Rob Rees (L), Louisa Connolly-Burnahm (R) - Photo Credit Loranc SparsiA disease is wiping out the human race, and those unlucky enough to be positive will die a slow death. This is the premise of the hard-hitting and surreally erotic play ‘Beirut.’

‘Beirut,’ now playing at the Park Theatre, imagines what would happen, in New York City, where a disease is wiping out some of the population.  Meanwhile, one positive man called Torch (Robert Rees), and a negative woman called Blue (Louisa Connolly-Burnham), are in love with each other. How do they express their love? The disease is spread via bodily fluids – any fluids – including saliva, sweat, and kissing. So what do they do?
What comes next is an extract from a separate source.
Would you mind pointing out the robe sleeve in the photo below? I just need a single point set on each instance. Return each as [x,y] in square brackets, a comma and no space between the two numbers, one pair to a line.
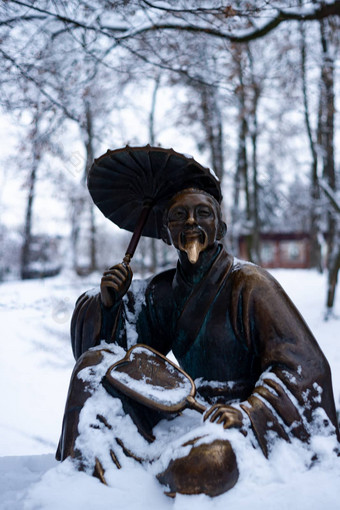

Torch lives in a small underground bunker, and Blue sneaks in to be with him. But she’s breaking the law; negatives are not allowed to be with positives, but they clearly love, and lust, for each other. The two gutsy actors spend all of the time in the play (60 minutes) in their underwear, or sometimes less, but it’s not sexy, it’s hard-hitting, with raw intensity both actors convey in the emotions their characters are going through. Torch will definitely die and Blue will almost certainly live, that’s if she doesn’t give in and contract the disease from Torch.
The backstory to this play has to be mentioned. It was written by Alan Browne, from San Francisco, in the mid 1980’s, at the height of the AID’s crisis when gay men were dropping like flies. It was first performed at the Bay Area Playwrights Festival in 1986, and three years later Browne would die of the disease himself, at the age of 44. So we can assume that the unmentioned disease Browne alludes to is AIDS.
But since Browne’s original intention was to not write a story about HIV and AIDS (perhaps he thought the future was going to be just like the plot of his play), it, in my opinion, would work much better as a play about that dreadful disease. However, it still is a brutal in-your-face show that is perhaps not as relevant now as when it was written, but it still makes for explosive, and well-acted, theatre.